Eleven people were killed and 18 others were wounded, including the UAE Ambassador Juma Mohammed Abdullah Al Kaabi, according to General Abdul Razeq, Kandahar's police chief.
Razeq said investigators believe someone hid the bomb inside a sofa at the guesthouse. He said an ongoing construction project at the guesthouse may have allowed militants to plant the bomb.
"Right now we cannot say anything that who is behind this attack," he told The Associated Press, while adding that several suspects had been arrested. The attack inside the heavily guarded compound represents a major breach of security, even in Afghanistan, a country long torn by war. Afghan President Ashraf Ghani on Wednesday condemned the attack and ordered a probe into the incident.
Multiple daily commercial flights link the countries, with Dubai serving as an important commercial hub for Afghan businessmen. Over the years, Taliban and Afghan officials also have met in Dubai to try to start peace talks.
Emirati diplomats have come under attack in the past, felled by assassins' bullets. Saif Ghubash, the UAE's first minister of state for foreign affairs, died after being shot in an October 1977 attack at Abu Dhabi International Airport, an attack that apparently targeted Syrian Foreign Minister Abdul-Halim Khaddam. Khaddam later blamed the attack on Iraq.
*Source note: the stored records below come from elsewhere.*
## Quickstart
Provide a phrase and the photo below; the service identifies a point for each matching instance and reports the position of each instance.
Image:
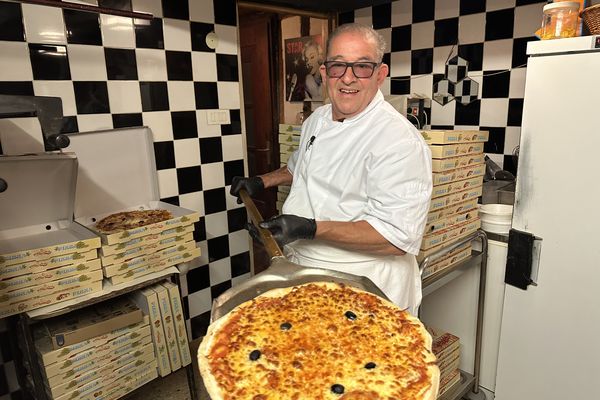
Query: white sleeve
(292, 161)
(399, 193)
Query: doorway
(261, 40)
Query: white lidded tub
(496, 218)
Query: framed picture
(303, 57)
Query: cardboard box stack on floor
(289, 140)
(130, 254)
(102, 351)
(458, 167)
(446, 348)
(34, 278)
(162, 304)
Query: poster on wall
(303, 57)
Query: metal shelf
(30, 364)
(469, 384)
(461, 388)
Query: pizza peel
(281, 273)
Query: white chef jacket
(375, 167)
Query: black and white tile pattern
(491, 35)
(116, 72)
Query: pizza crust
(217, 393)
(125, 220)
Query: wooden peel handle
(269, 242)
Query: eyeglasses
(360, 69)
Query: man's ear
(323, 72)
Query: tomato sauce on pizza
(318, 341)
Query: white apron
(397, 276)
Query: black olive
(286, 326)
(254, 355)
(337, 388)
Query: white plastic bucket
(496, 218)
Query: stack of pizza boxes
(458, 167)
(129, 182)
(289, 140)
(45, 257)
(103, 351)
(446, 348)
(162, 304)
(133, 253)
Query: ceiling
(324, 5)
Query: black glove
(287, 228)
(253, 186)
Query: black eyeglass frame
(328, 63)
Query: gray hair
(368, 33)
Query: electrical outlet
(218, 117)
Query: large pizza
(318, 341)
(131, 219)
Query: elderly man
(360, 180)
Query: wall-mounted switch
(218, 117)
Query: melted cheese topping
(321, 342)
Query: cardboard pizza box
(48, 355)
(447, 222)
(287, 148)
(107, 250)
(289, 139)
(455, 198)
(179, 321)
(96, 357)
(443, 342)
(167, 318)
(459, 174)
(147, 300)
(92, 321)
(148, 259)
(446, 235)
(181, 217)
(452, 210)
(446, 164)
(453, 187)
(146, 249)
(465, 232)
(103, 189)
(447, 262)
(32, 267)
(445, 384)
(36, 213)
(85, 374)
(455, 136)
(108, 350)
(129, 383)
(10, 295)
(92, 390)
(40, 278)
(161, 265)
(291, 129)
(11, 308)
(455, 150)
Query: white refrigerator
(550, 334)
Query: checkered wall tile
(491, 35)
(113, 72)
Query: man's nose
(348, 76)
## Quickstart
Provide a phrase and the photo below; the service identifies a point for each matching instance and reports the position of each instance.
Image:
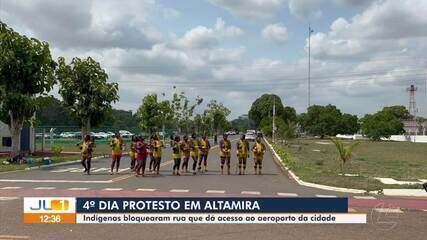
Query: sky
(364, 53)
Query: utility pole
(413, 125)
(274, 121)
(310, 31)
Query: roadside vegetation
(315, 160)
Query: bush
(57, 150)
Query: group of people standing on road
(182, 151)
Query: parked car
(125, 134)
(67, 135)
(249, 136)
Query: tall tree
(217, 114)
(26, 72)
(153, 114)
(85, 91)
(263, 107)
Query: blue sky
(364, 52)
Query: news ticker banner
(71, 210)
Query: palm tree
(344, 153)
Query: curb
(386, 192)
(63, 163)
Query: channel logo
(49, 205)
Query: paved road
(69, 181)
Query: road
(406, 219)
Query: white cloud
(277, 33)
(258, 10)
(202, 37)
(306, 9)
(384, 26)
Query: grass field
(315, 160)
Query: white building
(27, 139)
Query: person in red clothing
(141, 156)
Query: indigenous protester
(205, 146)
(176, 153)
(258, 149)
(242, 154)
(157, 154)
(194, 151)
(87, 148)
(225, 153)
(141, 156)
(117, 149)
(185, 148)
(151, 152)
(132, 152)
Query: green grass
(318, 163)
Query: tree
(51, 112)
(263, 107)
(382, 124)
(85, 91)
(26, 73)
(216, 116)
(183, 110)
(153, 114)
(345, 153)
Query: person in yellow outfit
(194, 150)
(132, 153)
(258, 149)
(157, 154)
(185, 148)
(225, 153)
(116, 152)
(242, 154)
(177, 154)
(205, 146)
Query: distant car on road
(125, 134)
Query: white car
(100, 135)
(67, 135)
(125, 134)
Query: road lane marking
(124, 169)
(351, 210)
(216, 191)
(51, 181)
(44, 188)
(8, 199)
(10, 188)
(112, 189)
(179, 190)
(99, 170)
(11, 237)
(287, 194)
(78, 189)
(63, 170)
(326, 196)
(146, 189)
(251, 192)
(365, 197)
(388, 210)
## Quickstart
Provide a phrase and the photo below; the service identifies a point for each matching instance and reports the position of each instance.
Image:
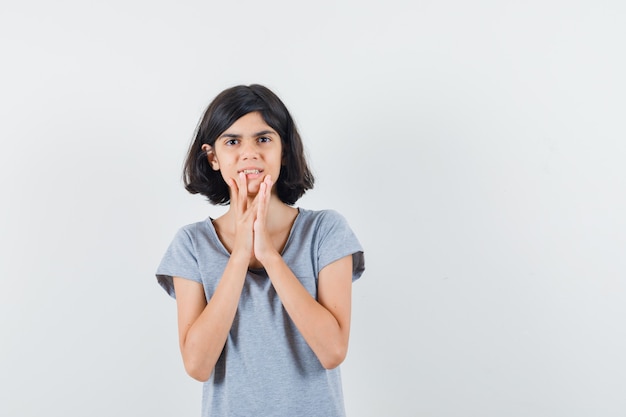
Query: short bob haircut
(295, 176)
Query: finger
(243, 188)
(234, 194)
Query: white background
(477, 149)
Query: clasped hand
(251, 234)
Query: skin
(254, 230)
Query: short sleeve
(180, 260)
(338, 240)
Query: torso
(280, 229)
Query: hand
(245, 214)
(263, 245)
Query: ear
(212, 158)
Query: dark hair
(295, 176)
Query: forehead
(249, 124)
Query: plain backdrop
(477, 149)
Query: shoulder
(321, 216)
(324, 222)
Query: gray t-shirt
(266, 367)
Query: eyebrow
(236, 135)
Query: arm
(203, 327)
(324, 323)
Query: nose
(249, 149)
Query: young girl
(263, 292)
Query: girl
(263, 292)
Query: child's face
(249, 145)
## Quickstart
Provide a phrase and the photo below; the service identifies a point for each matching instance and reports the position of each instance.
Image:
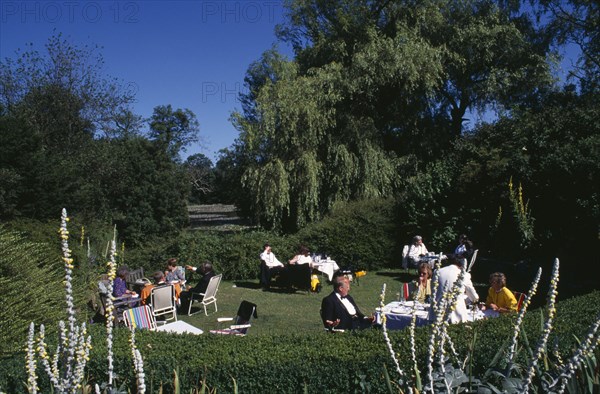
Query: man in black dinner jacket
(338, 309)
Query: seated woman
(420, 290)
(416, 251)
(500, 298)
(120, 284)
(174, 276)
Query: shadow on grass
(248, 284)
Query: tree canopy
(375, 89)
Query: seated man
(500, 298)
(446, 278)
(206, 270)
(269, 266)
(338, 309)
(159, 280)
(416, 251)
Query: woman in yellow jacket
(500, 298)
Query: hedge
(325, 363)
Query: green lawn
(281, 312)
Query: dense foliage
(287, 363)
(68, 138)
(374, 90)
(359, 234)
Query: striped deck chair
(140, 318)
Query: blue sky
(190, 54)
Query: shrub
(360, 234)
(326, 363)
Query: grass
(280, 312)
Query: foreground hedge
(325, 363)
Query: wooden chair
(163, 302)
(208, 297)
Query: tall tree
(576, 22)
(375, 85)
(202, 177)
(172, 129)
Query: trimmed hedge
(359, 234)
(325, 363)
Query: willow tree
(372, 83)
(307, 146)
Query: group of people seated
(297, 273)
(172, 276)
(417, 251)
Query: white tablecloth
(179, 327)
(328, 267)
(399, 314)
(432, 259)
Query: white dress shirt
(270, 259)
(347, 304)
(447, 276)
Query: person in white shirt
(269, 266)
(446, 278)
(461, 248)
(416, 251)
(303, 257)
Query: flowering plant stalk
(547, 328)
(138, 364)
(385, 334)
(110, 312)
(66, 368)
(588, 346)
(526, 302)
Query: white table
(179, 327)
(432, 259)
(399, 314)
(328, 267)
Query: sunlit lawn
(283, 312)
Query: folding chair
(404, 291)
(405, 256)
(140, 317)
(208, 297)
(472, 260)
(163, 302)
(520, 299)
(246, 311)
(119, 303)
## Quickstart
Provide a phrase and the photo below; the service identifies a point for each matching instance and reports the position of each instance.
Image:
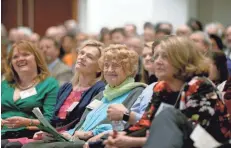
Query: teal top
(45, 99)
(97, 115)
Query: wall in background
(114, 13)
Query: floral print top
(199, 100)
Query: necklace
(27, 87)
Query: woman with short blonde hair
(180, 70)
(121, 55)
(95, 44)
(42, 69)
(119, 66)
(28, 84)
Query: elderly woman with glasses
(119, 66)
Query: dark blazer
(77, 112)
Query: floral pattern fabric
(198, 100)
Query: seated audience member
(213, 28)
(68, 43)
(227, 50)
(202, 41)
(86, 84)
(164, 26)
(3, 60)
(183, 30)
(118, 36)
(130, 30)
(179, 68)
(104, 36)
(118, 112)
(148, 75)
(135, 43)
(57, 68)
(218, 72)
(160, 32)
(28, 84)
(119, 66)
(216, 42)
(149, 32)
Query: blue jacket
(77, 112)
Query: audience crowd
(167, 87)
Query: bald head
(136, 44)
(183, 30)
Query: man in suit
(50, 49)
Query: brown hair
(184, 56)
(127, 58)
(91, 43)
(152, 45)
(43, 72)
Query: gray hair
(214, 25)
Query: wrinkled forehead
(20, 50)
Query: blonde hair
(11, 74)
(148, 44)
(90, 43)
(184, 56)
(128, 59)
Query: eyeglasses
(112, 65)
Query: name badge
(162, 107)
(27, 93)
(202, 139)
(94, 104)
(73, 105)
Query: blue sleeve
(71, 131)
(101, 128)
(142, 101)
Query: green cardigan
(45, 99)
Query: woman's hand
(46, 137)
(16, 122)
(82, 135)
(95, 138)
(38, 135)
(120, 141)
(66, 135)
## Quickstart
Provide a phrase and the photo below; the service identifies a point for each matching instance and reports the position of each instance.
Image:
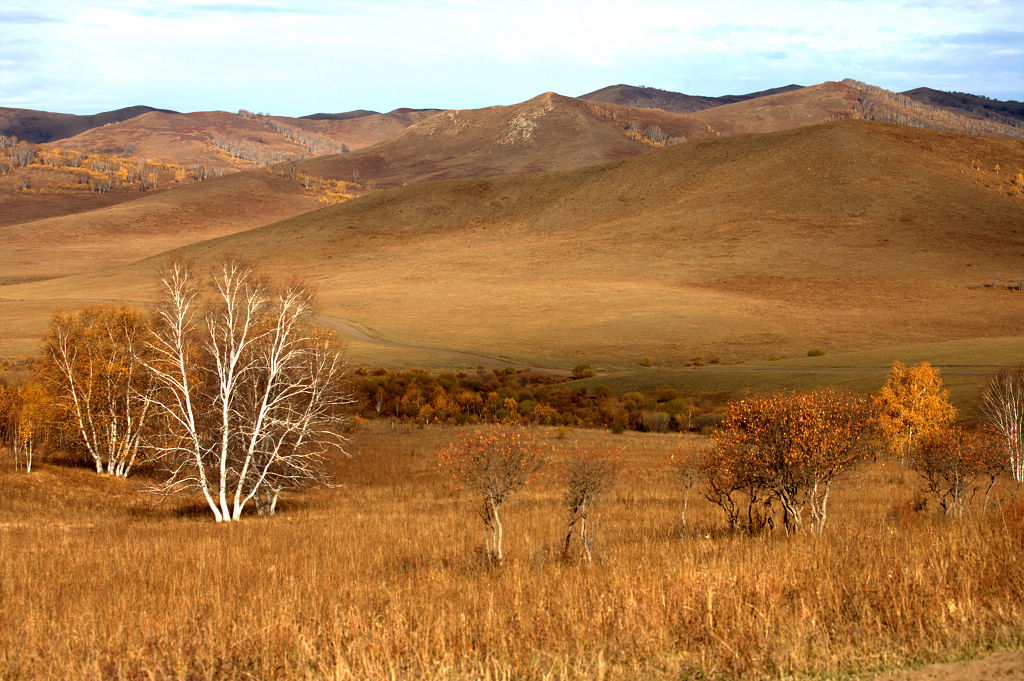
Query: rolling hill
(554, 132)
(38, 126)
(651, 97)
(848, 236)
(547, 132)
(122, 233)
(231, 141)
(970, 104)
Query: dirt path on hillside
(1001, 666)
(357, 334)
(353, 332)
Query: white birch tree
(250, 394)
(1003, 407)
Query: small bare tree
(495, 464)
(1003, 407)
(590, 476)
(688, 466)
(949, 462)
(250, 395)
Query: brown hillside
(970, 104)
(548, 132)
(230, 141)
(807, 105)
(877, 103)
(122, 233)
(651, 97)
(37, 126)
(846, 236)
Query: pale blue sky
(301, 57)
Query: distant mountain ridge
(652, 97)
(361, 113)
(972, 103)
(37, 126)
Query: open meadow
(383, 577)
(547, 265)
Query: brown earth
(970, 104)
(37, 126)
(1001, 666)
(846, 236)
(553, 132)
(651, 97)
(22, 206)
(808, 105)
(186, 137)
(122, 233)
(548, 132)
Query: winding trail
(355, 333)
(351, 331)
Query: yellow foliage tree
(911, 405)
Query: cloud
(27, 16)
(320, 55)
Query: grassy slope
(548, 132)
(849, 236)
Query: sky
(293, 58)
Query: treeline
(58, 169)
(515, 395)
(328, 192)
(316, 144)
(880, 104)
(262, 155)
(648, 134)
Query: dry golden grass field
(381, 578)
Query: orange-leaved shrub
(787, 450)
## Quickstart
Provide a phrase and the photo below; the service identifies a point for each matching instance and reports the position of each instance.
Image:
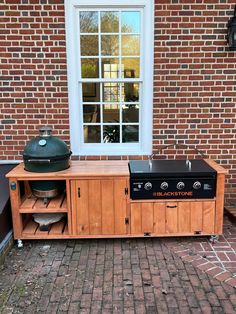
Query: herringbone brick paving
(108, 276)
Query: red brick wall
(194, 82)
(33, 80)
(194, 78)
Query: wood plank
(107, 206)
(171, 217)
(57, 228)
(147, 217)
(78, 168)
(81, 206)
(184, 217)
(29, 203)
(30, 228)
(208, 217)
(66, 230)
(159, 218)
(95, 212)
(120, 204)
(196, 216)
(15, 205)
(136, 219)
(219, 206)
(56, 202)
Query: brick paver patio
(120, 276)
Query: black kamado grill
(46, 153)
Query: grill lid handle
(45, 131)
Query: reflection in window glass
(111, 134)
(130, 45)
(91, 92)
(130, 67)
(91, 113)
(110, 45)
(130, 113)
(109, 22)
(89, 68)
(130, 22)
(111, 113)
(110, 68)
(88, 22)
(111, 92)
(130, 92)
(89, 45)
(92, 134)
(130, 133)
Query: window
(110, 69)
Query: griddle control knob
(148, 186)
(180, 185)
(197, 185)
(164, 185)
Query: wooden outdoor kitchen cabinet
(96, 204)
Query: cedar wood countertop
(107, 168)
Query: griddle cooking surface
(167, 168)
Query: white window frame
(144, 146)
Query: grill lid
(46, 146)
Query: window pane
(111, 134)
(90, 68)
(111, 113)
(130, 133)
(109, 22)
(92, 134)
(91, 113)
(130, 22)
(130, 92)
(88, 22)
(110, 68)
(130, 113)
(110, 45)
(130, 45)
(89, 45)
(91, 92)
(130, 67)
(111, 92)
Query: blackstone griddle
(171, 179)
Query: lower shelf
(56, 230)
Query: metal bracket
(126, 220)
(19, 244)
(214, 238)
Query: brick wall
(194, 78)
(33, 80)
(194, 82)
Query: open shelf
(33, 204)
(31, 229)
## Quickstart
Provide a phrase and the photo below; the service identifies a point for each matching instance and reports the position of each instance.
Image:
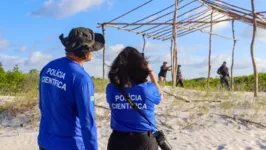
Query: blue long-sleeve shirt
(66, 94)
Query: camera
(161, 140)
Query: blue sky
(29, 31)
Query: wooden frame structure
(188, 22)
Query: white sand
(193, 125)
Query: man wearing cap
(163, 71)
(66, 95)
(179, 77)
(223, 71)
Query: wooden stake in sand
(233, 56)
(175, 63)
(256, 82)
(144, 43)
(171, 55)
(210, 52)
(103, 30)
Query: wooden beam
(189, 28)
(210, 51)
(103, 31)
(256, 82)
(175, 61)
(234, 15)
(134, 31)
(165, 24)
(171, 55)
(144, 43)
(129, 12)
(233, 56)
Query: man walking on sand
(179, 77)
(223, 71)
(163, 72)
(66, 94)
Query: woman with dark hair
(129, 73)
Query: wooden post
(256, 82)
(210, 51)
(144, 43)
(103, 30)
(171, 55)
(233, 56)
(175, 61)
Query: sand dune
(188, 125)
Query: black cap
(83, 39)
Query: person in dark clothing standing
(163, 71)
(131, 131)
(179, 77)
(223, 71)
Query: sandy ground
(192, 120)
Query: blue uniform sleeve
(109, 92)
(152, 93)
(84, 95)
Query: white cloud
(10, 61)
(38, 58)
(23, 49)
(152, 18)
(3, 43)
(248, 33)
(65, 8)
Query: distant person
(179, 77)
(66, 95)
(163, 72)
(223, 71)
(129, 73)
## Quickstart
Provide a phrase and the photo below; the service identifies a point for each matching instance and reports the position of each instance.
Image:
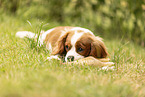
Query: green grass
(25, 72)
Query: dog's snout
(70, 58)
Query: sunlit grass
(25, 72)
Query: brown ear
(98, 49)
(60, 46)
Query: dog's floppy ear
(98, 49)
(60, 46)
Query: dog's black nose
(70, 58)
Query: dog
(72, 43)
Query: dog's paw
(53, 57)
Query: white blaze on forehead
(75, 38)
(72, 51)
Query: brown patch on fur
(57, 38)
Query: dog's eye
(80, 49)
(67, 47)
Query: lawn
(25, 72)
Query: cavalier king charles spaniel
(72, 43)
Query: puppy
(72, 43)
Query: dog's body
(72, 42)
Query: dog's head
(78, 44)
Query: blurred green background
(123, 19)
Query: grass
(25, 72)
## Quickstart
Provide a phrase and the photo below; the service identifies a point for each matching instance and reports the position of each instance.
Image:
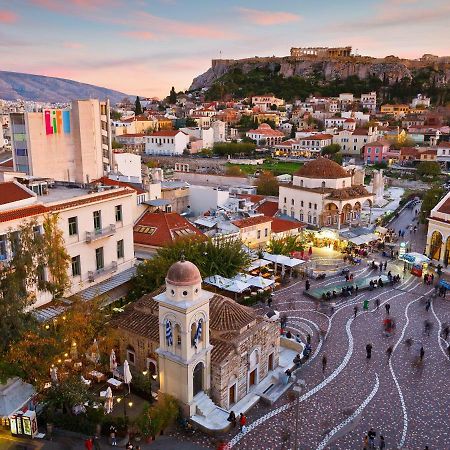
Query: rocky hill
(15, 85)
(320, 73)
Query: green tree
(224, 257)
(137, 106)
(267, 184)
(293, 131)
(430, 200)
(172, 96)
(330, 149)
(428, 168)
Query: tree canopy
(224, 257)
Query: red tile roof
(251, 221)
(281, 225)
(166, 133)
(159, 229)
(11, 192)
(268, 208)
(108, 182)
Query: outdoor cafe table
(114, 383)
(98, 376)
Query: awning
(415, 258)
(260, 282)
(283, 260)
(364, 239)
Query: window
(118, 213)
(97, 220)
(73, 226)
(76, 266)
(120, 249)
(99, 260)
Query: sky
(146, 46)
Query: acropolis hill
(332, 63)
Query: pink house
(376, 152)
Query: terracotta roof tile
(159, 229)
(251, 221)
(21, 213)
(268, 208)
(228, 315)
(108, 182)
(322, 168)
(281, 225)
In 1984, the UAE's ambassador to France was assassinated by a gunman who shot him in the head outside his Paris home. A diplomatic club was named in honor of the slain envoy, Khalifa Al Mubarak, in the Emirati capital Abu Dhabi in 2015.
Another Emirati diplomat was wounded in a shooting in Rome in 1984. Reports at the time linked those two attacks to the Arab Revolutionary Brigades, a Palestinian militant group.